Elder and nursing home abuse of the disabled are issues that have a startlingly high rate of occurrence, and even the experts say it is impossible to get accurate figures because a lot of it goes unreported. The National Center on Elder Abuse (NCEA) says, “We simply do not know for certain how many people are suffering from elder abuse and neglect.”
Some patients do not report their poor treatment or abuse because they cannot (as in the case of patients with dementia or who are unable to speak), because they are afraid (reporting abuse at the hands of caregivers will leave them open to further abuse or without care at all), and because they may even fear repercussions of other kinds.
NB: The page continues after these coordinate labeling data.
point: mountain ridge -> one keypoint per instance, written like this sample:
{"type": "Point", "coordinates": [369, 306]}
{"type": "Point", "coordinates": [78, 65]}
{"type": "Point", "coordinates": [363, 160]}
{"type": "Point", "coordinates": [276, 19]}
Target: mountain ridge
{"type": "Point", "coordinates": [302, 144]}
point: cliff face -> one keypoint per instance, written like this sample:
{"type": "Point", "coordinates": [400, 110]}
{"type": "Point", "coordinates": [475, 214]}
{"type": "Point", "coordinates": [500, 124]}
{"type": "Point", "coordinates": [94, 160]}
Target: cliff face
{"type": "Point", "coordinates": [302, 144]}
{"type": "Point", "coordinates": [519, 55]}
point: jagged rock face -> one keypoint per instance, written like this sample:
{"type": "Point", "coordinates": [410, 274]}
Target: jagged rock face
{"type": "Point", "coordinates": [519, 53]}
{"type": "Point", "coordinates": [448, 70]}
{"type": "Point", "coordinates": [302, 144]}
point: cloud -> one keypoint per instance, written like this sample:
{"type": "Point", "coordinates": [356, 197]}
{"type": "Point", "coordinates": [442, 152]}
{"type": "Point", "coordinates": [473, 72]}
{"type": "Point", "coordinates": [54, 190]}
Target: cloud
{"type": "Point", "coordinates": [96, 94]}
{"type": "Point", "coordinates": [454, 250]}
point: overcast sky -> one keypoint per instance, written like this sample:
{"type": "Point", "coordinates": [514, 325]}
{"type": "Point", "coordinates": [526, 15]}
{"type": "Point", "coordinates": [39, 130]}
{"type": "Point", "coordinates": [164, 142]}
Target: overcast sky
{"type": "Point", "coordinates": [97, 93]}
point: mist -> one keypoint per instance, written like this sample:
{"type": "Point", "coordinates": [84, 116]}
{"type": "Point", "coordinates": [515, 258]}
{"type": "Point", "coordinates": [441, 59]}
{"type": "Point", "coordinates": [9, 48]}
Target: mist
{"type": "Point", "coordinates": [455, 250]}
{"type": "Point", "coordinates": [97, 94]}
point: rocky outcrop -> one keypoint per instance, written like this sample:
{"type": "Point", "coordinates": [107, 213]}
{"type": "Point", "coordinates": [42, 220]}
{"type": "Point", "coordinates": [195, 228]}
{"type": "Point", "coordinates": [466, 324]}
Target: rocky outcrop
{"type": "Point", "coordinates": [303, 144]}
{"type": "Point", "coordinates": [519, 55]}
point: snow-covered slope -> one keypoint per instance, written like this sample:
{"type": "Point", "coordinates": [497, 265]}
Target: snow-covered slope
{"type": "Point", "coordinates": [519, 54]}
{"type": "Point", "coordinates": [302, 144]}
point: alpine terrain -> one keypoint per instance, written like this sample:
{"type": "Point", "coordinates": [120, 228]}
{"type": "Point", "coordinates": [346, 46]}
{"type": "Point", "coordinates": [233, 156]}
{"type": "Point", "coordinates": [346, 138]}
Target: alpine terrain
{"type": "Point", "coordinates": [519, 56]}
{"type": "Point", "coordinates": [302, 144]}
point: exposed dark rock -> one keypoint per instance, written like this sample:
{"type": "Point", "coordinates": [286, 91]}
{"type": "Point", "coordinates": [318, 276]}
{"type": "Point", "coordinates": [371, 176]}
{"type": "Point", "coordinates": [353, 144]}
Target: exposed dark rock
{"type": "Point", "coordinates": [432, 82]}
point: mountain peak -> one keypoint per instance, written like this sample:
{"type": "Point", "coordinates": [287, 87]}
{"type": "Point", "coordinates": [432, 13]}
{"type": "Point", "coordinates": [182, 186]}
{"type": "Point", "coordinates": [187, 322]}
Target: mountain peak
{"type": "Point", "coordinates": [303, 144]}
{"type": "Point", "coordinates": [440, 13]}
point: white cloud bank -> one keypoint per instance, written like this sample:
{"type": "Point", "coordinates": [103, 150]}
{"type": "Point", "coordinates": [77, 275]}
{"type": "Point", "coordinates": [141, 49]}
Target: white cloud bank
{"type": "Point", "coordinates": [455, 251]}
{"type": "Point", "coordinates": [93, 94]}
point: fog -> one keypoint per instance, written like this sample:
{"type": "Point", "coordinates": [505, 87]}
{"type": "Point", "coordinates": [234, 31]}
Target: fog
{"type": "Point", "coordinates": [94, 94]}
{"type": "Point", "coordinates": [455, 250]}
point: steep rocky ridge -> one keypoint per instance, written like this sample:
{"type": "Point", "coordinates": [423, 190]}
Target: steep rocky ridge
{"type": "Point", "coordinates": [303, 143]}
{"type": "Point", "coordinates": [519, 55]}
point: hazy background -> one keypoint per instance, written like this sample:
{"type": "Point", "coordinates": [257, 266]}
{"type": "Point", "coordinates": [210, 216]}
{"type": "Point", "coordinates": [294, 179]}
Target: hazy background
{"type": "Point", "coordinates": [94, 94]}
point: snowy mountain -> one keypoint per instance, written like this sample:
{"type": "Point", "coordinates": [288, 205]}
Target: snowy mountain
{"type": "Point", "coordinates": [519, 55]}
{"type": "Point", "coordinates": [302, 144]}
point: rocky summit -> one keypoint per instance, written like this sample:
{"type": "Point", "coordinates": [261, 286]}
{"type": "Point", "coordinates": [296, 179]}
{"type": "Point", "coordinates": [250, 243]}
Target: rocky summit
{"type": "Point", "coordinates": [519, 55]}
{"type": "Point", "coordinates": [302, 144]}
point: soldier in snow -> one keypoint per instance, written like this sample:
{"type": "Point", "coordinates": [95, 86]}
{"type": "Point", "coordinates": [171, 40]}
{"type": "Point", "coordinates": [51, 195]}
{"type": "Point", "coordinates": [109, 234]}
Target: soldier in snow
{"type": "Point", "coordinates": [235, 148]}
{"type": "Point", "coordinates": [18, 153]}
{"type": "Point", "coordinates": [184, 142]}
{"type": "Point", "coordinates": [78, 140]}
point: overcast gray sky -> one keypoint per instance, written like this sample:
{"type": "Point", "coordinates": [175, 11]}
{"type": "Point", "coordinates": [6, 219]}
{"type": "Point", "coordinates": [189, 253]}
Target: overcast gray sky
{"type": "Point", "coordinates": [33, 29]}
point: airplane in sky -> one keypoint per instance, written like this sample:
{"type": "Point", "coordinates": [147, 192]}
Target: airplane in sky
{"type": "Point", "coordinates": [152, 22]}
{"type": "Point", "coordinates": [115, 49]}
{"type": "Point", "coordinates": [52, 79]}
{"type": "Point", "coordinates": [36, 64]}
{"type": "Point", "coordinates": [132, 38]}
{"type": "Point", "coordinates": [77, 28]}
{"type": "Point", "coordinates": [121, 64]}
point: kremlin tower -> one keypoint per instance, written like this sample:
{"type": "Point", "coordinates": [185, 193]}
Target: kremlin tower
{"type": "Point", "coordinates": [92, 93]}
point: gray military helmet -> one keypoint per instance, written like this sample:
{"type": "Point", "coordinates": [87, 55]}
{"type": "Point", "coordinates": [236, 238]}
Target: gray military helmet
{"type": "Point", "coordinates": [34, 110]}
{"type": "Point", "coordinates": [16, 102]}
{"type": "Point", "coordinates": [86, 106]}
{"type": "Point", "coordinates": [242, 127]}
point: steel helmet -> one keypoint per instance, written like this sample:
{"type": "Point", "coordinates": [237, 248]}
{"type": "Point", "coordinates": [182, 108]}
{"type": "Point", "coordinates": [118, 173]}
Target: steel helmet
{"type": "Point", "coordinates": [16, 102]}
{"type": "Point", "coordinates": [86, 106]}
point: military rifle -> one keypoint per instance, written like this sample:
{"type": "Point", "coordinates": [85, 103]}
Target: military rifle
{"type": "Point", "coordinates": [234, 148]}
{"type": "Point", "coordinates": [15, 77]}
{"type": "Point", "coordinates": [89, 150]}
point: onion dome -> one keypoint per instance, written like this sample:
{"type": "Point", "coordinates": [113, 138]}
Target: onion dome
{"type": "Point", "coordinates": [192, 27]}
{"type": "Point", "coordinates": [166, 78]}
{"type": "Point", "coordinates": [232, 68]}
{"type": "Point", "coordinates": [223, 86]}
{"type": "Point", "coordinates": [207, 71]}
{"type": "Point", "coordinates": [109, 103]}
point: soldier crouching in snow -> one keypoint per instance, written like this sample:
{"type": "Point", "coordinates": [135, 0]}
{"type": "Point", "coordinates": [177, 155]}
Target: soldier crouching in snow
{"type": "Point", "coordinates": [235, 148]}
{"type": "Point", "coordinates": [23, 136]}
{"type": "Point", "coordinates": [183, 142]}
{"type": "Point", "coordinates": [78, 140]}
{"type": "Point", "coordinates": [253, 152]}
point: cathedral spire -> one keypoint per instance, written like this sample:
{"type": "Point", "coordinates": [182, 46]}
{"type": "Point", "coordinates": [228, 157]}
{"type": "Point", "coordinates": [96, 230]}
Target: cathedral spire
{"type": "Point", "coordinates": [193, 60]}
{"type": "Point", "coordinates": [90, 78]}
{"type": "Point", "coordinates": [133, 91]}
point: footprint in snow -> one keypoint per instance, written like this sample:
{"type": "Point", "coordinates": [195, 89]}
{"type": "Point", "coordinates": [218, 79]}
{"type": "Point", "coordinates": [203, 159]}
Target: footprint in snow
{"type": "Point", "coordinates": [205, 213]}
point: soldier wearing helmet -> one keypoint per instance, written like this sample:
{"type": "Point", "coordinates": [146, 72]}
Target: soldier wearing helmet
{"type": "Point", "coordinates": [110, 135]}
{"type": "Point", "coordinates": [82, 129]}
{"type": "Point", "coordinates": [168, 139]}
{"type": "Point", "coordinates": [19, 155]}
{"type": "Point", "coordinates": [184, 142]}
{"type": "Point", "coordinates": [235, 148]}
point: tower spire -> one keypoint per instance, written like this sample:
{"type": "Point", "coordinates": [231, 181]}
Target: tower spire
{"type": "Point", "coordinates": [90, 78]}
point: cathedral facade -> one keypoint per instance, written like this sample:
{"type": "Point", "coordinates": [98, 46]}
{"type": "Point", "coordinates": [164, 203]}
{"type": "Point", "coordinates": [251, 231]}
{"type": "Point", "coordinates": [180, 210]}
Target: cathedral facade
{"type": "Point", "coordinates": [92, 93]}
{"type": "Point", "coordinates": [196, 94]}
However, there are always signs that the family can watch for and use to make a judgment about the quality of care or if some sort of abuse or neglect is occurring. For instance, in the Kansas story, an elderly female patient was left on the floor for more than 45 minutes. The registered nurse in charge of her care – who had also put her on the floor – nor anyone else, attended to this patient for the greater part of an hour.
How was this discovered? The family of the patient was concerned about the woman’s behavior and condition and had secreted a video camera in order to see if their suspicions had any validity. Many bruises and signs of obvious distress made them feel that something was wrong, and so the hidden camera was able to prove their worst fears.
Understanding the Issue
It is important to understand that no nurses or nursing home staff can easily get away with such behaviors. There are protocols, and reporting, and many of the other staff on duty would have realized that a patient was lying on the floor. In fact, a television news report on this particular case showed that more than one nurse repeatedly abused the patient, physically and verbally. Two CNAs were also noted for being abusive to the patient.
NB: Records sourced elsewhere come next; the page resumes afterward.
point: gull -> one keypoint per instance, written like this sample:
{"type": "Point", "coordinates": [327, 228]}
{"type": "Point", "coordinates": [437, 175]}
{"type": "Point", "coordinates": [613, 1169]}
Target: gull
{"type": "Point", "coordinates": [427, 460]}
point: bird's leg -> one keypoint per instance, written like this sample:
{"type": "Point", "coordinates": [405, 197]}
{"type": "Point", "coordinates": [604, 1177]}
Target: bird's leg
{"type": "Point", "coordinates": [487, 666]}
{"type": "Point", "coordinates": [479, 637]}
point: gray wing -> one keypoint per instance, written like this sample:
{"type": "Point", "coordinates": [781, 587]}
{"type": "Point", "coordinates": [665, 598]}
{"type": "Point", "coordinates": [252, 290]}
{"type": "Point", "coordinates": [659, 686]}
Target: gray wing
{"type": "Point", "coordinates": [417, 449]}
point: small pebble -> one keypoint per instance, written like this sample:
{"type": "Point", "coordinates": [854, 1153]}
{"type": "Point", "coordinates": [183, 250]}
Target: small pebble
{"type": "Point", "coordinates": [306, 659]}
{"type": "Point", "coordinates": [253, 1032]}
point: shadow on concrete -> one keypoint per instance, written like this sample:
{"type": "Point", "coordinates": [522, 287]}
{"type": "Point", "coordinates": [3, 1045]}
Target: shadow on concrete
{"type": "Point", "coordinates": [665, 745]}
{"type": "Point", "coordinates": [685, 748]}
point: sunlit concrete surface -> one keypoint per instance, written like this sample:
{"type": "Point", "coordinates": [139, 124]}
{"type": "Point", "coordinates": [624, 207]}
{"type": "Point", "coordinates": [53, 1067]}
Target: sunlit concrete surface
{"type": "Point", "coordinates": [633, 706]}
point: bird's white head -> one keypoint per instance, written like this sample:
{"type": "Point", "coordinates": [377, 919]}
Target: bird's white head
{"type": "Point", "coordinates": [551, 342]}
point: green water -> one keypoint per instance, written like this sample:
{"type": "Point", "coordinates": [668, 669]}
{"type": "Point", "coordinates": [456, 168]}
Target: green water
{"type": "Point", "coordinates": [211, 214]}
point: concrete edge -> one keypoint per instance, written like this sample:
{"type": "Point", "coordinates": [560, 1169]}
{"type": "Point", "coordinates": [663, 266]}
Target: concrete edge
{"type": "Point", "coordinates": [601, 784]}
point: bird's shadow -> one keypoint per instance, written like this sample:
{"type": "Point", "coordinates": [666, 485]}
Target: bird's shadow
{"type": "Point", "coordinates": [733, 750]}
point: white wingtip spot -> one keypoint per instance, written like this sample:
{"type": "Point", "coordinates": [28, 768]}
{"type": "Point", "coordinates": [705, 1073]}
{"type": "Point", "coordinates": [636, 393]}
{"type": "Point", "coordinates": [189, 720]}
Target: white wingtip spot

The television investigation explored precisely what should have happened to the CNAs and the nurse – apart from criminal charges. They discovered that the CNAs were not facing criminal action and that the state investigation should have triggered a report to the appropriate agencies, the result being that the names of the CNAs should have been tagged with reports of abuse. At the time the case was investigated, though, two of the workers’ names were not on the official lists of cited workers. In other words, there were yet to be professional repercussions for their abusive actions.
The administrator in charge of the facility was also not punished for failing to report or take action to prevent abuse. Additionally, the facility was cited in reports, but it too remains fully operational.
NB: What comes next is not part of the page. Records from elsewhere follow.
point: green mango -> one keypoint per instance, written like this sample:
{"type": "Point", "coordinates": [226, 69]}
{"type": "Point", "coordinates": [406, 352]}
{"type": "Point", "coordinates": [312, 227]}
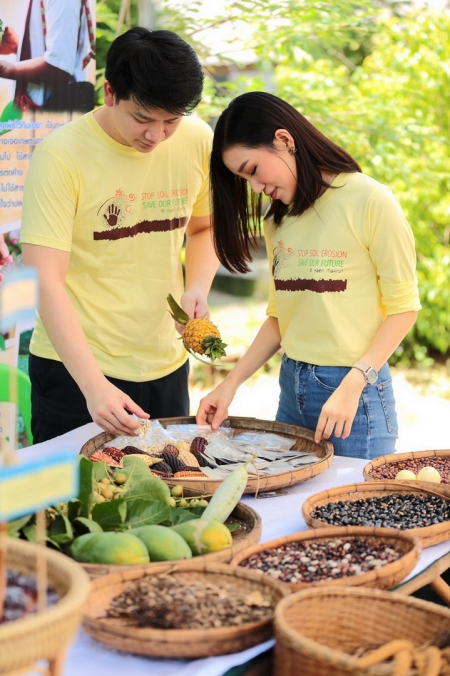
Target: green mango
{"type": "Point", "coordinates": [109, 548]}
{"type": "Point", "coordinates": [204, 535]}
{"type": "Point", "coordinates": [163, 543]}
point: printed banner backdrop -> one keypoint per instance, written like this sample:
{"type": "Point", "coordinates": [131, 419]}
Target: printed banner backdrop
{"type": "Point", "coordinates": [62, 33]}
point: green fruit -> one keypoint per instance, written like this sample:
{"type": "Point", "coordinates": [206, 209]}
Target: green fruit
{"type": "Point", "coordinates": [110, 548]}
{"type": "Point", "coordinates": [107, 493]}
{"type": "Point", "coordinates": [163, 543]}
{"type": "Point", "coordinates": [79, 545]}
{"type": "Point", "coordinates": [204, 536]}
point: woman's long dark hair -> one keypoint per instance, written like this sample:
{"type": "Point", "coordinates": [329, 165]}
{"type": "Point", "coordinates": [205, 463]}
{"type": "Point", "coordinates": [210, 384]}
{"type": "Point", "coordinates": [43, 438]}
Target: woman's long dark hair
{"type": "Point", "coordinates": [251, 120]}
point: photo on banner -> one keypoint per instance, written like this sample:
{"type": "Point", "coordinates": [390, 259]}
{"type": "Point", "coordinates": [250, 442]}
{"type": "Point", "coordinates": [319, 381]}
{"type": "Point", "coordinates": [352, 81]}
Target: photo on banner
{"type": "Point", "coordinates": [47, 78]}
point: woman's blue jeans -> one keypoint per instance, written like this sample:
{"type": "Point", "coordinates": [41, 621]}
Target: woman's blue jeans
{"type": "Point", "coordinates": [304, 390]}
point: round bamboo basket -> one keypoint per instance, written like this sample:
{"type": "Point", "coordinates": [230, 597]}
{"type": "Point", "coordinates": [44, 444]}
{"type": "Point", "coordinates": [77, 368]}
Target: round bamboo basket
{"type": "Point", "coordinates": [247, 535]}
{"type": "Point", "coordinates": [303, 441]}
{"type": "Point", "coordinates": [429, 535]}
{"type": "Point", "coordinates": [43, 635]}
{"type": "Point", "coordinates": [386, 577]}
{"type": "Point", "coordinates": [182, 643]}
{"type": "Point", "coordinates": [317, 630]}
{"type": "Point", "coordinates": [443, 489]}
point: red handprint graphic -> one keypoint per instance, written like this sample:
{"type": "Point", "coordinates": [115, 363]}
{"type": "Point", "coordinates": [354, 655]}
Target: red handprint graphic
{"type": "Point", "coordinates": [112, 215]}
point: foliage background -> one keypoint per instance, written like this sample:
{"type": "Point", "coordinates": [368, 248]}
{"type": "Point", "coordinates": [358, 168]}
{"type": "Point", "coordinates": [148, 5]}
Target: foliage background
{"type": "Point", "coordinates": [374, 77]}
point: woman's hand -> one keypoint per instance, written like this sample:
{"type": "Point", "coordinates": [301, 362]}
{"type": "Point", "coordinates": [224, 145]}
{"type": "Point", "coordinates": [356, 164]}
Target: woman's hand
{"type": "Point", "coordinates": [338, 412]}
{"type": "Point", "coordinates": [213, 409]}
{"type": "Point", "coordinates": [110, 408]}
{"type": "Point", "coordinates": [10, 42]}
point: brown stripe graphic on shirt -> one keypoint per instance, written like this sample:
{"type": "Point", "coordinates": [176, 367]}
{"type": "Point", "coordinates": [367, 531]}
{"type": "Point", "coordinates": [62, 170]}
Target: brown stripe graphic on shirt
{"type": "Point", "coordinates": [316, 285]}
{"type": "Point", "coordinates": [143, 226]}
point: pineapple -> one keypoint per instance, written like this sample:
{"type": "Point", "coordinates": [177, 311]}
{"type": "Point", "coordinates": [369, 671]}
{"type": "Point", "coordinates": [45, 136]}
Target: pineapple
{"type": "Point", "coordinates": [199, 335]}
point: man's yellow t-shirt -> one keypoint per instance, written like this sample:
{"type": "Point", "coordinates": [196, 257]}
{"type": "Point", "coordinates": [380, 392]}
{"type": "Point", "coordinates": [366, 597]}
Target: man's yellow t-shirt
{"type": "Point", "coordinates": [339, 269]}
{"type": "Point", "coordinates": [122, 215]}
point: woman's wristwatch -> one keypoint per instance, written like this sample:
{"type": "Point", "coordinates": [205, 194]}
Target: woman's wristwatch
{"type": "Point", "coordinates": [370, 374]}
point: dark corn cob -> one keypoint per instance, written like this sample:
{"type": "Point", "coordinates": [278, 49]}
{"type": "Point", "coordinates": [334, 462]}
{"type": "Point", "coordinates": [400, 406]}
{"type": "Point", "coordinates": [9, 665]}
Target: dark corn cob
{"type": "Point", "coordinates": [114, 453]}
{"type": "Point", "coordinates": [170, 448]}
{"type": "Point", "coordinates": [162, 467]}
{"type": "Point", "coordinates": [174, 463]}
{"type": "Point", "coordinates": [161, 475]}
{"type": "Point", "coordinates": [197, 475]}
{"type": "Point", "coordinates": [198, 445]}
{"type": "Point", "coordinates": [132, 450]}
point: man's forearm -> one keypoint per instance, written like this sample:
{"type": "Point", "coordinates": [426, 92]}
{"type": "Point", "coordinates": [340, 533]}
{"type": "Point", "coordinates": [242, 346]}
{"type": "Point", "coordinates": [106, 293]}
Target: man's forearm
{"type": "Point", "coordinates": [201, 261]}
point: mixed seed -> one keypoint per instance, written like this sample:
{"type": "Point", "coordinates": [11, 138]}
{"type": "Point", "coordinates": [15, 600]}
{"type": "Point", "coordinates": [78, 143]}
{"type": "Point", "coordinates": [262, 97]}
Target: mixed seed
{"type": "Point", "coordinates": [390, 470]}
{"type": "Point", "coordinates": [298, 562]}
{"type": "Point", "coordinates": [396, 510]}
{"type": "Point", "coordinates": [168, 602]}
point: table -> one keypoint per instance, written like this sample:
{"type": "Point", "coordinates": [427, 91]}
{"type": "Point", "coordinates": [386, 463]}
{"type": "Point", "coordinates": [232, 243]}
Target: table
{"type": "Point", "coordinates": [281, 515]}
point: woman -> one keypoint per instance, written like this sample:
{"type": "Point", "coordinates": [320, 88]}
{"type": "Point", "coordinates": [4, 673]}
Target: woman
{"type": "Point", "coordinates": [343, 287]}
What this means for anyone considering nursing home care for a loved one is that they must be proactive about their research. Visit a site, with and without an appointment. Gauge the care that patients receive. Look at the conditions. Even go as far as basing your choice on the smell of the entire facility. If reporting and state cases do not yield accurate portraits of the facilities, as this particular tale proves, it is up to families to do the research needed to discover the safest, healthiest, and most well run sites. If you discover your loved one has been abused, get in touch with the authorities and an attorney promptly.